LONDON (Reuters) - The Brexit ball is in Britain’s court and the country should start the procedure to exit the European Union as soon as possible, Austrian Finance Minister Hans Joerg Schelling said on Thursday.
He said Britain’s shock June 23 referendum vote to leave the European Union was a decision he greatly regretted but that had to be respected.
“Britain has to deliver, not the European Union...First of all, the most important step is to start the procedure by triggering Article 50 which has to be presented by Great Britain, and I hope so really soon,” Schelling told Reuters in an interview.
“Second step is: Great Britain told us they don’t want to leave Europe, they just want to leave the European Union so therefore it is necessary to find a way for something like a trade contract, an association contract,” he said.

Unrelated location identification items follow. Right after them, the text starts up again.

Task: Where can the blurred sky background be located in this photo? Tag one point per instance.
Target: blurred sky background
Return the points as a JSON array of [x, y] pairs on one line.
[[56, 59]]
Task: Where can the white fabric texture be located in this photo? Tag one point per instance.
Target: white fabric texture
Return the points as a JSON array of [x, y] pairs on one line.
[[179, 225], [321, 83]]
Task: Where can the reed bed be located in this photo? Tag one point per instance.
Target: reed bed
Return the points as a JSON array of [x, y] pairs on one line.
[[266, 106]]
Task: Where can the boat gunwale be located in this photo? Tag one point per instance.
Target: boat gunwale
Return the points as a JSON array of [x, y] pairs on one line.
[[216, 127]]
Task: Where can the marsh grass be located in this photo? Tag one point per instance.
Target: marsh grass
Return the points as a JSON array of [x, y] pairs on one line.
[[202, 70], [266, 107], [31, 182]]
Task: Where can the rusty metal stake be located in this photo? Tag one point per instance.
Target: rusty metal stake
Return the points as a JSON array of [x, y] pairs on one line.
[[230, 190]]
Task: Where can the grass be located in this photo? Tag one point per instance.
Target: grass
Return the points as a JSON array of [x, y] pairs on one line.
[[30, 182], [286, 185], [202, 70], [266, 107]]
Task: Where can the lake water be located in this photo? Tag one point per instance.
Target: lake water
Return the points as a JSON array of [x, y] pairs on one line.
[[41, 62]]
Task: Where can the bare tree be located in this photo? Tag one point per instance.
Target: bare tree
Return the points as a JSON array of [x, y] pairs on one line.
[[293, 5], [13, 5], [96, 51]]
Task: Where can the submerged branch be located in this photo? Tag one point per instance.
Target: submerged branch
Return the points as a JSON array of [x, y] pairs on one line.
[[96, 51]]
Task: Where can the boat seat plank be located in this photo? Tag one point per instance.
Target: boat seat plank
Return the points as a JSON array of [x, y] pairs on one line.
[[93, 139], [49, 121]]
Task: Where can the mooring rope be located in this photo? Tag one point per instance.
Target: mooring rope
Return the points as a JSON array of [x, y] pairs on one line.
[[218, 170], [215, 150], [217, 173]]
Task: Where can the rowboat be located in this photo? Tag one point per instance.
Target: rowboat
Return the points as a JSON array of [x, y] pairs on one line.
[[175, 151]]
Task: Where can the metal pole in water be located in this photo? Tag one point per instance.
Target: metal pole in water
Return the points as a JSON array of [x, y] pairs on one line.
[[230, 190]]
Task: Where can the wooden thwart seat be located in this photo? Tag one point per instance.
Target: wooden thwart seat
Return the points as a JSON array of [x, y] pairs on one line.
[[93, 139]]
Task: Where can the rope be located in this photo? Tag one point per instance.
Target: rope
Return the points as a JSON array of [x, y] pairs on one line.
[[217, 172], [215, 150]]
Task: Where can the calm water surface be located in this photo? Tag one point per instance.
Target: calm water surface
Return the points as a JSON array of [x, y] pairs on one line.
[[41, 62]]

Such a contract could allow cooperation between Britain and the bloc on economic issues akin to the current relationship.
However, no compromise could be made on the fact that any country wanting access to the bloc’s common market had to maintain the so-called ‘four freedoms’ -- free movement of workers along with movement of capital, goods and services.
“It is not possible to get rights without obligations...If you want to have access to the single market you have to accept the four freedoms of the European Union,” said Schelling, who was due to meet his British counterpart Philip Hammond on Thursday.
“The question is: How do you make a flexibility in between this because you have many countries that are not members of the European Union like Switzerland, Norway, Lichtenstein - they have contracts with us,” he said, adding each of those countries had specific circumstances.
“It is not a solution to say: Just let us wait (and see) what is the opinion of the European Union and then we discuss this a little bit.”
Prime Minister Theresa May has said Article 50 would not be triggered this year and warned the government would reveal little about its strategy on key issues like immigration and trade as it prepares to negotiate Britain’s exit from the EU.
Once the exit process has been started, Britain has an initial two-year period to negotiate its departure.
Asked if he was meeting with British banks and industry leaders to make a case for relocating to Austria, Schelling said: “We have many meetings, also with the banks and we are also interested to bring the EBA (European Banking Authority) to Vienna.”